PECO Energy Company v. Unemployment Compensation Board of Review,
682 A.2d 40 (Pa.Cmwlth.1996)
(quoting Department of the Navy v. Unemployment Compensation Board of Review,
168 Pa.Cmwlth. 356, 650 A.2d 1138 (1994)). These cases are fact specific, and the decision to accept voluntary termination of employment must be scrutinized under the circumstances as they existed at the time of the employee’s decision.

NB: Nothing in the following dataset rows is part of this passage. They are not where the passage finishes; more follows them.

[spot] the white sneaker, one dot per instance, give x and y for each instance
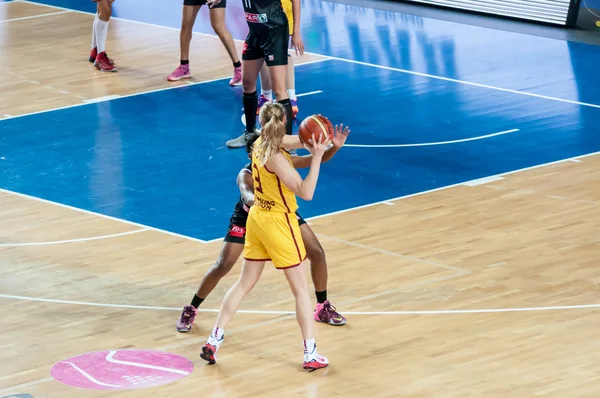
(314, 361)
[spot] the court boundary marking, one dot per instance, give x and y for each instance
(422, 74)
(481, 137)
(385, 201)
(35, 16)
(97, 100)
(78, 240)
(275, 312)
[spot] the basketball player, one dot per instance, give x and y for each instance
(99, 31)
(266, 94)
(273, 232)
(234, 244)
(267, 42)
(217, 21)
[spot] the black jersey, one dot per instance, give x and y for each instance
(240, 212)
(266, 13)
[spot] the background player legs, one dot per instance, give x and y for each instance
(101, 61)
(266, 91)
(278, 78)
(188, 18)
(250, 71)
(217, 21)
(291, 85)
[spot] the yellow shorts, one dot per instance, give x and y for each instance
(287, 8)
(274, 236)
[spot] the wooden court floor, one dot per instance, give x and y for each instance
(526, 241)
(429, 283)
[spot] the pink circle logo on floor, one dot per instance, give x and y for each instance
(121, 369)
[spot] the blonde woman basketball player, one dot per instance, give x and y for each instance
(272, 231)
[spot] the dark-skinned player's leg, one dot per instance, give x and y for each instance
(230, 252)
(324, 312)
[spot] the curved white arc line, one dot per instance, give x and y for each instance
(89, 377)
(58, 242)
(481, 137)
(110, 358)
(589, 9)
(265, 312)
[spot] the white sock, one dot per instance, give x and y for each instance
(94, 32)
(267, 93)
(101, 31)
(309, 346)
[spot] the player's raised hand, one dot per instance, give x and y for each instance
(298, 43)
(317, 148)
(339, 136)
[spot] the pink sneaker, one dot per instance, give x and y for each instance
(182, 72)
(262, 100)
(236, 80)
(327, 313)
(186, 320)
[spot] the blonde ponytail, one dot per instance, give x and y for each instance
(272, 118)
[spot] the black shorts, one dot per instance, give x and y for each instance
(222, 4)
(270, 43)
(237, 234)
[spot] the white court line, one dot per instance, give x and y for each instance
(89, 377)
(309, 93)
(440, 188)
(58, 242)
(145, 227)
(481, 137)
(460, 271)
(36, 16)
(265, 312)
(102, 99)
(118, 97)
(360, 63)
(110, 358)
(386, 201)
(28, 384)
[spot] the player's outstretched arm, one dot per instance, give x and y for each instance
(246, 186)
(290, 177)
(338, 141)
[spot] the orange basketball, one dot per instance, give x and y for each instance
(317, 125)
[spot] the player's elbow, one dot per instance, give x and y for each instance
(306, 196)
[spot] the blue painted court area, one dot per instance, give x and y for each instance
(159, 159)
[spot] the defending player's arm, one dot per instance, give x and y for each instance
(290, 142)
(246, 186)
(296, 37)
(338, 140)
(290, 177)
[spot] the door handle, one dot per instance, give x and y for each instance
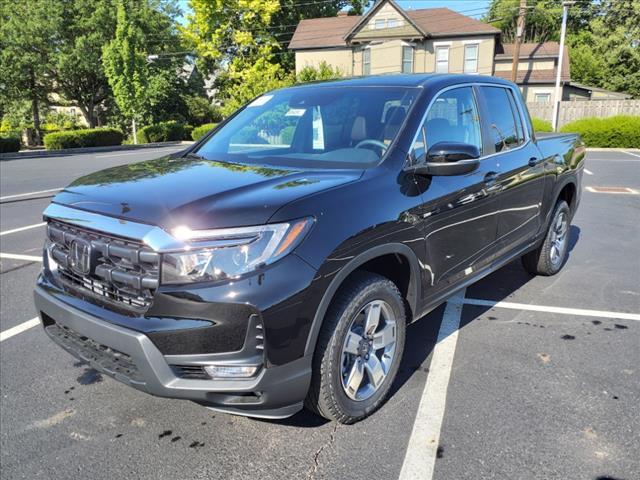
(490, 178)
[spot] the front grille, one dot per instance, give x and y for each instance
(122, 273)
(104, 358)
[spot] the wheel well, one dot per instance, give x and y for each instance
(568, 194)
(396, 268)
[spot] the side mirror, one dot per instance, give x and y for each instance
(449, 158)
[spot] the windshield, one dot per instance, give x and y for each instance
(315, 126)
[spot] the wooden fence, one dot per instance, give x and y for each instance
(577, 109)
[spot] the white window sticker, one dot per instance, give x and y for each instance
(295, 112)
(258, 102)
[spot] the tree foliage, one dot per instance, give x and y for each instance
(603, 37)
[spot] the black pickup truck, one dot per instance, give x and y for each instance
(277, 262)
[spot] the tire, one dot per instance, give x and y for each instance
(338, 364)
(549, 258)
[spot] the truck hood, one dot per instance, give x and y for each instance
(201, 194)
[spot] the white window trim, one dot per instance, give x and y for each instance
(448, 58)
(464, 57)
(413, 57)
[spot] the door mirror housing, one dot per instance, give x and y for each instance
(448, 158)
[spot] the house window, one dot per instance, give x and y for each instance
(542, 97)
(471, 58)
(366, 61)
(407, 59)
(442, 59)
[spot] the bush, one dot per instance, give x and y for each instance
(9, 144)
(188, 129)
(93, 137)
(202, 130)
(540, 125)
(621, 131)
(170, 131)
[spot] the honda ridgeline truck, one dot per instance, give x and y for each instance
(277, 262)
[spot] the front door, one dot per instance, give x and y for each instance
(459, 213)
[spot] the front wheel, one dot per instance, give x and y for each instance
(359, 349)
(549, 258)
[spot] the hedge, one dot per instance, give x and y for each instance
(170, 131)
(540, 125)
(621, 131)
(9, 144)
(91, 137)
(202, 130)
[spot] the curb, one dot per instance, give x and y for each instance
(68, 151)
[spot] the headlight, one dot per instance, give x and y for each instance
(230, 252)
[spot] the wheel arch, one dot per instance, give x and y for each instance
(411, 291)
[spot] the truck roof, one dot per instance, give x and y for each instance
(416, 80)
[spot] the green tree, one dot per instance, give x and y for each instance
(26, 49)
(125, 65)
(85, 26)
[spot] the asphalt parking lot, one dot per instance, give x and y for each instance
(522, 378)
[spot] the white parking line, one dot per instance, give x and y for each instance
(137, 153)
(562, 310)
(21, 229)
(420, 459)
(15, 256)
(19, 329)
(28, 194)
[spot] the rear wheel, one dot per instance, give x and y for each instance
(549, 258)
(359, 349)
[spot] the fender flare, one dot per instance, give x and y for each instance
(413, 291)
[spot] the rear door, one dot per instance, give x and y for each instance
(458, 213)
(521, 177)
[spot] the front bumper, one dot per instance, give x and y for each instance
(131, 357)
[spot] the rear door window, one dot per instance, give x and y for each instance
(504, 121)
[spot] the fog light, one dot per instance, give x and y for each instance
(231, 371)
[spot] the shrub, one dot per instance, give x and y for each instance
(202, 130)
(540, 125)
(9, 144)
(621, 131)
(161, 132)
(93, 137)
(188, 129)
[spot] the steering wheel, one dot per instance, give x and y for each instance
(375, 143)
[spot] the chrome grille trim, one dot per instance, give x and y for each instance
(125, 273)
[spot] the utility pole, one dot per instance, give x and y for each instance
(518, 40)
(557, 96)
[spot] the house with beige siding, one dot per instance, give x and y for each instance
(389, 39)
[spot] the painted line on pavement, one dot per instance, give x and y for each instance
(562, 310)
(23, 327)
(422, 450)
(612, 190)
(15, 256)
(135, 153)
(28, 194)
(21, 229)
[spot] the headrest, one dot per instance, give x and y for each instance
(359, 129)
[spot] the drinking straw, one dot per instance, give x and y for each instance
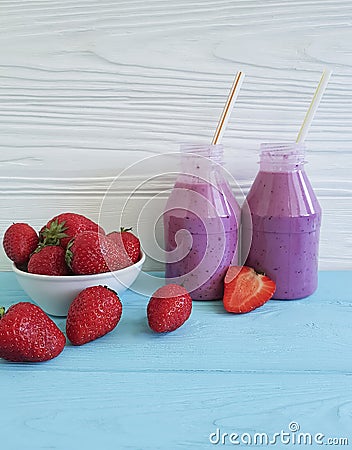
(313, 106)
(235, 89)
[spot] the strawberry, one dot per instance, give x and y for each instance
(62, 228)
(93, 313)
(169, 308)
(28, 334)
(129, 241)
(91, 252)
(20, 241)
(245, 289)
(48, 260)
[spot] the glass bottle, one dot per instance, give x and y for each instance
(201, 223)
(283, 240)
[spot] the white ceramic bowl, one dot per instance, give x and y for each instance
(54, 294)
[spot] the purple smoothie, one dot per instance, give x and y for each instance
(201, 235)
(286, 219)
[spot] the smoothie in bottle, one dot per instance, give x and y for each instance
(201, 224)
(283, 239)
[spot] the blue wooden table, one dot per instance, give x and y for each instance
(282, 367)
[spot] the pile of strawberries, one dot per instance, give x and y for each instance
(70, 244)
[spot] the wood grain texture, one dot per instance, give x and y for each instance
(88, 88)
(132, 389)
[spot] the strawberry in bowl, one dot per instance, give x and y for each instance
(68, 255)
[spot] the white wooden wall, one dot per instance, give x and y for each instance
(89, 87)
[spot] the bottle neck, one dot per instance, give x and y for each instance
(289, 157)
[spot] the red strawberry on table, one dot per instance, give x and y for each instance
(93, 313)
(245, 289)
(20, 241)
(28, 334)
(130, 242)
(62, 228)
(169, 308)
(91, 252)
(48, 260)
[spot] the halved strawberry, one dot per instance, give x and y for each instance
(245, 289)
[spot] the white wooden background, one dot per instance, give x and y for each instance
(88, 87)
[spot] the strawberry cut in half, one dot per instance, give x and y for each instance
(245, 289)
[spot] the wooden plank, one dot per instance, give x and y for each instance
(132, 389)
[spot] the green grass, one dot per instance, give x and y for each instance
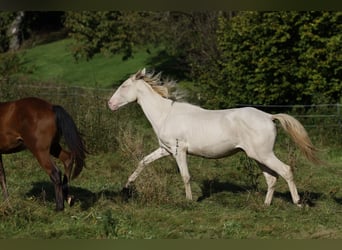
(53, 62)
(158, 210)
(230, 192)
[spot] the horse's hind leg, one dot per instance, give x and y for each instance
(284, 171)
(3, 179)
(65, 156)
(271, 179)
(45, 161)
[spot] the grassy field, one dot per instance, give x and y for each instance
(228, 193)
(53, 62)
(227, 203)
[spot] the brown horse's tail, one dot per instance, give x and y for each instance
(73, 138)
(299, 135)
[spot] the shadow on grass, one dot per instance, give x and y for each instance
(44, 191)
(211, 187)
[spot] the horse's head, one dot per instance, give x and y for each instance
(127, 92)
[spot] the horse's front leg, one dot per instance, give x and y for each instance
(3, 179)
(155, 155)
(180, 156)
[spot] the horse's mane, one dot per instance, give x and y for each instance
(154, 80)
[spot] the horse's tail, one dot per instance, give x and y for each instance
(299, 135)
(73, 138)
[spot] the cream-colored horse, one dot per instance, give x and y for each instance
(184, 129)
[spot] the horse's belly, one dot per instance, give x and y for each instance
(214, 150)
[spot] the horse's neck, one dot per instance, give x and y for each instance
(155, 107)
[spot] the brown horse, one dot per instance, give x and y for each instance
(37, 125)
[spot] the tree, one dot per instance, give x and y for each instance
(277, 58)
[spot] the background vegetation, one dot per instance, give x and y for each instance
(228, 193)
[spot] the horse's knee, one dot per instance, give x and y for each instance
(56, 176)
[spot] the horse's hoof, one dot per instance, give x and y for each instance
(71, 200)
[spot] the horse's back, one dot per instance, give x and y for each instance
(23, 121)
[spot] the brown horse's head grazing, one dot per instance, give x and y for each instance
(37, 125)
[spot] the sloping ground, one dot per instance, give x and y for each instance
(53, 62)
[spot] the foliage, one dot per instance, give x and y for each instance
(5, 19)
(277, 58)
(107, 32)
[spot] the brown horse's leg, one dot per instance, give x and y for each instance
(65, 156)
(3, 179)
(44, 160)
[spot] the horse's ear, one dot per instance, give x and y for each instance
(140, 74)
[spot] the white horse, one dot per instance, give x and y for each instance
(184, 129)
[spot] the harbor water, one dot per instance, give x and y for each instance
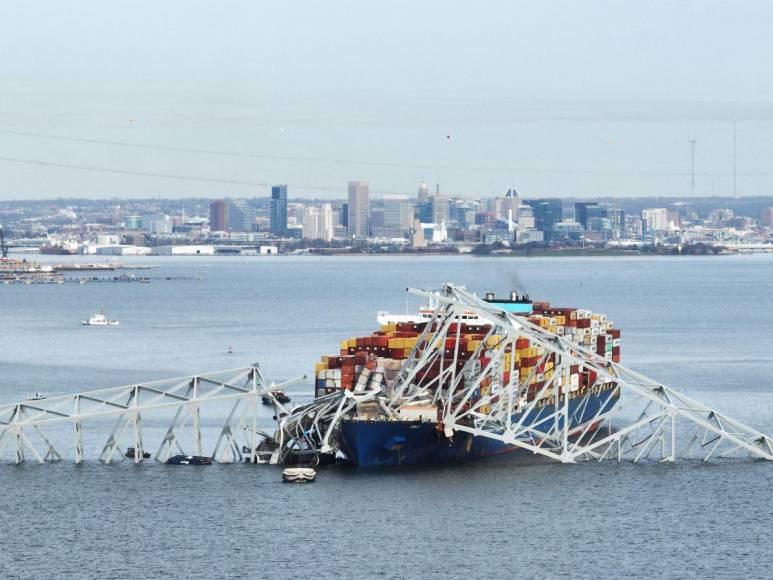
(703, 325)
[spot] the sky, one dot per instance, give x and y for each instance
(210, 99)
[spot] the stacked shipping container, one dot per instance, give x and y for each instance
(378, 358)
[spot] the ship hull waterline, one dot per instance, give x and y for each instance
(379, 443)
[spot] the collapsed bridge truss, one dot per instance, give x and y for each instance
(637, 419)
(36, 427)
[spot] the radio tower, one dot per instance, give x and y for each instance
(692, 166)
(735, 160)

Teeters v. Unemployment Compensation Board of Review,
719 A.2d 380 (Pa.Cmwlth.1998);
Philadelphia Parking Authority v. Unemployment Compensation Board of Review,
654 A.2d 280 (Pa.Cmwlth.1995).
Claimant relies on three cases where we have found necessitous and compelling reasons for accepting voluntary termination incentives to avoid a layoff or reduction-in-force. In
Eby,
we found that the employee was justified in accepting voluntary separation where his fear of job security was substantiated by the employer’s letter that offered the separation incentive to those employees scheduled for termination. Likewise, in
Philadelphia Parking Authority,
the employer told the employee that he was on a list of persons who could be laid off and had previously laid off several people from that same fist. In
Teeters,
a case involving a similar VSIP/ VERA program and pending reduction-in-force, we found necessitous and compelling reasons where the employee was advised that her position might be eliminated because there were too many supervisors. In addition, her employer favored military veterans, and she was the only non-veteran supervisor and was second lowest in seniority. In noting the difficulty with these types of cases, we recognized our holding in
Staub
that “speculation pertaining to... future layoffs, however disconcerting, does not establish the requisite necessitous and compelling cause.”
Staub,
673 A.2d at 437.
Here, the Board found that Claimant only speculated and had no real basis for his belief that he would be subject to the reduction-in-force. Claimant’s concern that his job was in jeopardy because others had more seniority is unsubstantiated in light of his testimony that he was informed that seniority was not a factor to be considered in the reduction-in-force. Further, Claimant’s concerns because of a prior unrelated reduction-in-force is irrelevant to the present circumstances. Because the Board’s finding that Claimant only speculated that his job would be affected does not capriciously disregard his testimony, it is binding in this appeal.
See Taylor v. Unemployment Compensation Board of Review,
40 Pa.Cmwlth. 303, 397 A.2d 451 (1979).
Because the Board found that Claimant established only that he speculated a possibility that he could be laid off as a result of the reduction-in-force scheduled for September 3, 2000, he failed to establish necessitous and compelling reasons for accepting the early retirement incentive and voluntarily terminating his employment.
See Staub,
673 A.2d at 438. Accordingly, the Board did not err in denying compensation in accordance with Section 402(b) of the Law, and the order of the Board is affirmed.